O clamor dos deserdados da terra no livro As Fomes Inaugurais, de Whisner Fraga

Adelto Gonçalves

Histórias dos deserdados da terra que habitam as ruas de São Paulo compõem As fomes inaugurais (Editora Sinete, 2024), o mais recente livro de Whisner Fraga, autor de mais de uma dezena de obras nos gêneros romance e contos, algumas premiadas. Desta vez, são 55 minicontos sobre personagens que se acostumaram a viver à margem de uma sociedade que não só não tem interesse em acolhê-los como faz questão de enxotá-los de suas calçadas.

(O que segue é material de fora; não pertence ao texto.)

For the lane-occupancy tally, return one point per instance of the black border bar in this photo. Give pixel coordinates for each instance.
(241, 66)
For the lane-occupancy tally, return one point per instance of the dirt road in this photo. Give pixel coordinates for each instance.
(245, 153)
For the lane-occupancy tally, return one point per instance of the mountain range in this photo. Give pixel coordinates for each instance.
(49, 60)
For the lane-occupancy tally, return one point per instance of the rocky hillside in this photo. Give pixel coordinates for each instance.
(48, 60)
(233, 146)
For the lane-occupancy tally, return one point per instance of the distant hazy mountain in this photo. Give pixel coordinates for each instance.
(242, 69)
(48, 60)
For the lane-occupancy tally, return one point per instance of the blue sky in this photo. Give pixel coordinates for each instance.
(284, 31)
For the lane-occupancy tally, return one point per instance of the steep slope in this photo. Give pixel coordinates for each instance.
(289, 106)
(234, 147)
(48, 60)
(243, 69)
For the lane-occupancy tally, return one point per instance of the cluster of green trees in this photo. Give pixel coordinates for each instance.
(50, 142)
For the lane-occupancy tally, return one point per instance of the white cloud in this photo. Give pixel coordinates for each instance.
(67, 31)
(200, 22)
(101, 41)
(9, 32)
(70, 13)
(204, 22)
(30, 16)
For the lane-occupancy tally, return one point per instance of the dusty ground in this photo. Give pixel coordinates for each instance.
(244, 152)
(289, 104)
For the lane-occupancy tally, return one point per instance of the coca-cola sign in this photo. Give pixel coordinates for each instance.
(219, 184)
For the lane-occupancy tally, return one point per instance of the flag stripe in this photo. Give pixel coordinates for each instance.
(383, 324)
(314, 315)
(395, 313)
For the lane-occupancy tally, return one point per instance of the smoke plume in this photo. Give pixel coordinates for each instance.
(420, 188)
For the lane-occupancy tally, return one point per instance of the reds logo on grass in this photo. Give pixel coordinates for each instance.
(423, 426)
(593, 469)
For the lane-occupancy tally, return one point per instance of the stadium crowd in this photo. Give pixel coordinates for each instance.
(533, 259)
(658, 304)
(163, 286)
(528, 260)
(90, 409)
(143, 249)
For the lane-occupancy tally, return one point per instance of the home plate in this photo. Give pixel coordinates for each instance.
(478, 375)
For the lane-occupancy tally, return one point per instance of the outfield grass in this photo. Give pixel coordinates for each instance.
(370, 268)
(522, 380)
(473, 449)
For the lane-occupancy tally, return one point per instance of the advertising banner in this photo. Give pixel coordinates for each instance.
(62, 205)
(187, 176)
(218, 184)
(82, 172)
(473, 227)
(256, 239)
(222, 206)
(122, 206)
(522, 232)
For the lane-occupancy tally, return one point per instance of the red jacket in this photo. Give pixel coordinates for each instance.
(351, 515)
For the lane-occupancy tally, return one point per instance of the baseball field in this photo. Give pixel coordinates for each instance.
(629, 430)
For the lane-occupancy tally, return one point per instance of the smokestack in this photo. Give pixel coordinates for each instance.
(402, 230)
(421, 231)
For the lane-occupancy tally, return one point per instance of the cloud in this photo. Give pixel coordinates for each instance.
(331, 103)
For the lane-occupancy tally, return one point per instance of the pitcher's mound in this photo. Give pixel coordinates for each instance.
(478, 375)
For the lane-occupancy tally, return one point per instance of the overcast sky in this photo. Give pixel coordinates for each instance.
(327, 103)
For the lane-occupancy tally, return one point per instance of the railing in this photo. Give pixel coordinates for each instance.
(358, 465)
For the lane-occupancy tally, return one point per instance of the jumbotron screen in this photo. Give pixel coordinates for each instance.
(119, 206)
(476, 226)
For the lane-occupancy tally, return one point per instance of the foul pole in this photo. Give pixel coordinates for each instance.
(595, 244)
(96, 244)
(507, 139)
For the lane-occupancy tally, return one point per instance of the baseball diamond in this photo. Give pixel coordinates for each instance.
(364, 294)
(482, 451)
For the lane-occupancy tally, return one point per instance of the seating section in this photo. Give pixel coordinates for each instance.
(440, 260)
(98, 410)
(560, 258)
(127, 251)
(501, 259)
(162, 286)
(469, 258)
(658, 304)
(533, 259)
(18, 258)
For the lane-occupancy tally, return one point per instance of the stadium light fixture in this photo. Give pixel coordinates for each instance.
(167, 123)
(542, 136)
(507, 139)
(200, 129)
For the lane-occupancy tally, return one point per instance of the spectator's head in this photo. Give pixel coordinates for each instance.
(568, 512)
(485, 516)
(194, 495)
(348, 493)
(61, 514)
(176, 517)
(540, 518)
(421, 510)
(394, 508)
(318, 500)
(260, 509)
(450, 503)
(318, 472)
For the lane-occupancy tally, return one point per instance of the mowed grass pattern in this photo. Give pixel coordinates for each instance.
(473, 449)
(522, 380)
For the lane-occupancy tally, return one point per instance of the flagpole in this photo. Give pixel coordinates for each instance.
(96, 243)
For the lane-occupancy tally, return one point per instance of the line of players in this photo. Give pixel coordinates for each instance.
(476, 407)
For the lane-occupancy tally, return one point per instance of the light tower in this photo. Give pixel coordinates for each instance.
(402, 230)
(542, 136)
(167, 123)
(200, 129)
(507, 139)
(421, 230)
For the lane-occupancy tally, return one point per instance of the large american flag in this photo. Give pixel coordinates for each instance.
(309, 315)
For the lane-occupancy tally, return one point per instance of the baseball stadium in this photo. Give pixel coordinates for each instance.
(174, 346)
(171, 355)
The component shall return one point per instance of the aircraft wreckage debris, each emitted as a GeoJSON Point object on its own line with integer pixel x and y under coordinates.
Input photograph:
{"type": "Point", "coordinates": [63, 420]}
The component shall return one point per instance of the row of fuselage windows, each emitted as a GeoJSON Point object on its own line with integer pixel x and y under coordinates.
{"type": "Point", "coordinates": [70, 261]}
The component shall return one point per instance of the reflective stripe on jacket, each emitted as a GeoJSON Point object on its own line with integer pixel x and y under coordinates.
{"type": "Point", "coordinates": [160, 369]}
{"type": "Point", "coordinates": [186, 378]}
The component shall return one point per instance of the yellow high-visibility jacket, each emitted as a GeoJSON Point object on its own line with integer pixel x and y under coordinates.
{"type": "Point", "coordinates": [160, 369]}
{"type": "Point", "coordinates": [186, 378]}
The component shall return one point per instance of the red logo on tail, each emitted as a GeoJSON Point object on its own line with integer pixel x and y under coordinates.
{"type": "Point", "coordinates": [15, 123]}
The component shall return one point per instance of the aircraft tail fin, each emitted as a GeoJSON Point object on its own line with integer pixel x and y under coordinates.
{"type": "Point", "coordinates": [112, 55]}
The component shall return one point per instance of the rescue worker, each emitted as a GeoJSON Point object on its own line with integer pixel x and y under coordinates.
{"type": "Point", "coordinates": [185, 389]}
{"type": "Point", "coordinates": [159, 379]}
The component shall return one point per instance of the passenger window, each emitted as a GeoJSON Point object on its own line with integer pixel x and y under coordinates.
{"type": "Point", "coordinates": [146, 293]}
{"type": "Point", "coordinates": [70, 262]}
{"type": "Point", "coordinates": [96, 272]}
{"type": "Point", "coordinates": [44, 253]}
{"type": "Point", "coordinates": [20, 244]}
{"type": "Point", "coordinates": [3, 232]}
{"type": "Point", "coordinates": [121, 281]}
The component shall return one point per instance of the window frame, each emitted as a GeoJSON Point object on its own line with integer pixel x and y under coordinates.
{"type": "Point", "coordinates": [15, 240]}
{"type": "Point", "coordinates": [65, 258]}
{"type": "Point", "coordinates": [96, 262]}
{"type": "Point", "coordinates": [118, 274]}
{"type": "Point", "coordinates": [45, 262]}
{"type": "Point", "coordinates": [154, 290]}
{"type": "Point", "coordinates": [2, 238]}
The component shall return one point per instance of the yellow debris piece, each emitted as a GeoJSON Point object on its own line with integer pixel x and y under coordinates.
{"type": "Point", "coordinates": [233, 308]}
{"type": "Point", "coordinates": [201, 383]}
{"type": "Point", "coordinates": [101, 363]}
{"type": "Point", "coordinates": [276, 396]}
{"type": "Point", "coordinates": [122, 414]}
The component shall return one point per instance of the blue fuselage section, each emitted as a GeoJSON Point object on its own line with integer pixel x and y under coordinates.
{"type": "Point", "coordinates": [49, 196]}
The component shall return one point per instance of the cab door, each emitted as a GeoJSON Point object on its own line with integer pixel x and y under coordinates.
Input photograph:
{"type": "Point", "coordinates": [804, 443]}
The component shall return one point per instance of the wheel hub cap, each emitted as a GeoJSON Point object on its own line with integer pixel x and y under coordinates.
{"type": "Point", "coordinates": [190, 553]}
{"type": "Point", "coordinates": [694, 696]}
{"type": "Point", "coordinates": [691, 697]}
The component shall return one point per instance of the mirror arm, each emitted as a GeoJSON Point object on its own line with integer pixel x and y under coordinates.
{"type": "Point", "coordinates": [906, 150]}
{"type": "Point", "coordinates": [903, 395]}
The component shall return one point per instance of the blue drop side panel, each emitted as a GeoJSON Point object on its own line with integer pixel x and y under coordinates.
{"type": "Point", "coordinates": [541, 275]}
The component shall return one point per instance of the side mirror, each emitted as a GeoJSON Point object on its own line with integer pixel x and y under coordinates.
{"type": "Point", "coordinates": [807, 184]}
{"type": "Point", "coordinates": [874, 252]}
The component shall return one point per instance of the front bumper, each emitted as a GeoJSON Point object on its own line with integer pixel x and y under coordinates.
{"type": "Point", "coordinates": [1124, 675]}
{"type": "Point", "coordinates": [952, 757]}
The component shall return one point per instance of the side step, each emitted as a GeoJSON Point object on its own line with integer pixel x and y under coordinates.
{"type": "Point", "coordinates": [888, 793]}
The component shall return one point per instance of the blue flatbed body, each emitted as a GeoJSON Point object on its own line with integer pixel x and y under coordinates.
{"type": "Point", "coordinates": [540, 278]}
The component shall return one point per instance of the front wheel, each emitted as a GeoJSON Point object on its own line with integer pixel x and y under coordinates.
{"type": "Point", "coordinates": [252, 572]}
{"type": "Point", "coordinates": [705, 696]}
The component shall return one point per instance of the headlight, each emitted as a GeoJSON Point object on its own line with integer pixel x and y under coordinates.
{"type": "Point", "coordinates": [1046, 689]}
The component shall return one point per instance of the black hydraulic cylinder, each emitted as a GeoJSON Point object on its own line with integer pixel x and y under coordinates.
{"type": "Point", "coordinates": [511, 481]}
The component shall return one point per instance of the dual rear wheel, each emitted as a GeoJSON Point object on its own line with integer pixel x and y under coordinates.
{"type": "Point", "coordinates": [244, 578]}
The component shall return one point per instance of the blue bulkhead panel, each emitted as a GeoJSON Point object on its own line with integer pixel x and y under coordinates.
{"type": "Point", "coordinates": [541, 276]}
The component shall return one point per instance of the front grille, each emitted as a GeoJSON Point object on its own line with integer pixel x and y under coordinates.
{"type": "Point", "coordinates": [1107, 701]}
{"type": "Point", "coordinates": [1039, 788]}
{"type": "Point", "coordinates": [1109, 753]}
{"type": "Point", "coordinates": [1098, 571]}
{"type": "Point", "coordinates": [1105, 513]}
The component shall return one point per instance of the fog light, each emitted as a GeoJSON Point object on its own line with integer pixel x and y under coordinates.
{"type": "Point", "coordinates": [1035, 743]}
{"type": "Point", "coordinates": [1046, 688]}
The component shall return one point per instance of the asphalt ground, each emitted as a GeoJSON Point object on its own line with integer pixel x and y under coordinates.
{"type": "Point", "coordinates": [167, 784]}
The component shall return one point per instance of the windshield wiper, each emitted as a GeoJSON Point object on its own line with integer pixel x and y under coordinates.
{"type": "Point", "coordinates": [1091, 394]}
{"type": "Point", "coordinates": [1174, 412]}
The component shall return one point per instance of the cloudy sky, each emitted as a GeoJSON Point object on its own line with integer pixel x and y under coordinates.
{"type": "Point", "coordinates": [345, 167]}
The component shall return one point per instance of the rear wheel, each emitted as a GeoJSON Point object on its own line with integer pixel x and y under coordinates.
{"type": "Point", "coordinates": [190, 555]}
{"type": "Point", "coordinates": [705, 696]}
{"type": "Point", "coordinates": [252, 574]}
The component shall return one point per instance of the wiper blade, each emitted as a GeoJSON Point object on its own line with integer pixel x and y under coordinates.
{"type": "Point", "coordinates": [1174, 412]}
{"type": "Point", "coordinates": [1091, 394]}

Para tanto, o autor, já experimentado no ofício, vale-se de vários recursos de estilo, como o realismo mágico, o fluxo de consciência e as narrativas em terceira e primeira pessoas, sem deixar de recorrer, às vezes, à linguagem do teatro, em textos sempre entremeados por prosa poética.

No miniconto “brasões, flâmulas, insígnias”, o autor observa que “mendigo é diferente de morador de rua e pessoa em situação de rua é pior, morador de rua escolhe morar na rua, e pessoa em situação de rua pousa no abrigo, sem o cachorro, pois não recebem bichos lá”. E acrescenta que os burgueses “estão se lixando se dormem na rua ou no asilo ou o modo que são denominados, dependendo do lugar em que pernoitam”.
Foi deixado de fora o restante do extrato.